The Mostly True Story of Jack
What parents need to know
Parents Need to Know
Parents need to know that this fantasy about a neglected boy who moves to a small rural town includes a rich despot who is willing to kill children in order to retain his power and save his own son. The very real prospect of children mysteriously disappearing is disturbing, but as Jack slowly fits the pieces together of just how the town of Hazleton came to be cursed, the excitement overrides the scariness. Wendy's encounter with souls of the long-gone children may be frightening to some, but the girl's refusal to be scared will help sensitive readers feel brave.
What's the story?
Jack's mother barely notices him as she leaves him at the home of his aunt and uncle, whom he's never met. In fact, Jack is so invisible there's not a trace of him in any family photo. But all that changes when he arrives in Hazlewood, Iowa. The town bully beats him up and the richest man in town wants him dead. But even more important, he makes friends for the first time in his life. As Jack unravels the mysterious history of the town and slowly begins to believe in the magic that his friends claim is at the root of it, the danger mounts.
Is it any good?
Barnhill successfully weaves in the everyday loneliness of a real kid with a town's magical history to make this a fascinating and satisfying page turner.

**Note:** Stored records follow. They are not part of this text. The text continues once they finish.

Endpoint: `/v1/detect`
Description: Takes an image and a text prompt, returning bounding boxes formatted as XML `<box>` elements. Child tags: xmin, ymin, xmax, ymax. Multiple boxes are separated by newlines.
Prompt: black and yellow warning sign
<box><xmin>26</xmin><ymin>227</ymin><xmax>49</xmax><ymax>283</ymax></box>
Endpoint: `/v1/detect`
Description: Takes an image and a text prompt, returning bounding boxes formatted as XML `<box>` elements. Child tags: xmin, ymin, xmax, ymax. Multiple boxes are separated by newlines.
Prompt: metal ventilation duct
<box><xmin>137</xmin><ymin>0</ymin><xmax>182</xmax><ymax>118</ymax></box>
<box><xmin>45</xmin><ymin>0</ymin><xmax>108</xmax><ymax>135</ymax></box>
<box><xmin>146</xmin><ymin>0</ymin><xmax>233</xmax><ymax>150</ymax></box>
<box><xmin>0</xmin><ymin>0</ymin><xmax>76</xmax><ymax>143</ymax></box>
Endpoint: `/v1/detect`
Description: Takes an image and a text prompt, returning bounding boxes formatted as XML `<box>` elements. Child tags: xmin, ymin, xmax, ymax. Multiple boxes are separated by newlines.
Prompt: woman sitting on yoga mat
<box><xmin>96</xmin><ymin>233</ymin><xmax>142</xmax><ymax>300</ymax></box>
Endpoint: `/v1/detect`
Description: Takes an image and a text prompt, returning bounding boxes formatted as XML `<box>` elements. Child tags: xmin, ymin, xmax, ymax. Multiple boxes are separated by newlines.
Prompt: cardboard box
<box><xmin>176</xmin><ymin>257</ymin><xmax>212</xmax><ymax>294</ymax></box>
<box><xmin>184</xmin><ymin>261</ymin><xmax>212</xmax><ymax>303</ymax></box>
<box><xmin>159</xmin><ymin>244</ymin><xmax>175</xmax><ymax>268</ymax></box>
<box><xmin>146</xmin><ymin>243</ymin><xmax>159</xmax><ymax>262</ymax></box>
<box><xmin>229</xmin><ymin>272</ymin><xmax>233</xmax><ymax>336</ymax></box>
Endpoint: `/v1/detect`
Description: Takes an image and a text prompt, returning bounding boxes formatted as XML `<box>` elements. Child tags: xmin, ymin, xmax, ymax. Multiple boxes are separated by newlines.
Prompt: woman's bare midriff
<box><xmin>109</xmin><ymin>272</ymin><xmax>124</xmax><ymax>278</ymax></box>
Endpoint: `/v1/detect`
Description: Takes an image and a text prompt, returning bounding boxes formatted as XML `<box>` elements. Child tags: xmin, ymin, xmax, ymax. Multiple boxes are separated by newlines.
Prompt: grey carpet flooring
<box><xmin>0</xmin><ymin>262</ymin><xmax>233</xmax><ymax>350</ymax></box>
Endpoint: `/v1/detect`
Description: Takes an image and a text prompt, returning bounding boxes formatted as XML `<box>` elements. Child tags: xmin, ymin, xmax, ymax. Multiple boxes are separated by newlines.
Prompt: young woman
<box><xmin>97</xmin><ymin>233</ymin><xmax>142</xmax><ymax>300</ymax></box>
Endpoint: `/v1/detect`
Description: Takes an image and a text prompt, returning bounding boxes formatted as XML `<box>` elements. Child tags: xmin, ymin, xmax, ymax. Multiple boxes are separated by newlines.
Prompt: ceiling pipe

From the beginning, when his mother barely seems to notice him, it's clear that there's something odd about Jack. But no one is more surprised than Jack when people in Hazelwood know more about his destiny than he does.
Families can talk about...
Families can talk about
why the Lady split into two halves. Did anything good come of the split?
What do you think gave Wendy the ability to stand up to the town bully and even Mr. Avery? Have you ever been that brave?
Did you find the ending satisfying? Do you think Jack was satisfied with the outcome of his adventures? How about Wendy?
Do you think there's room for a sequel to this story?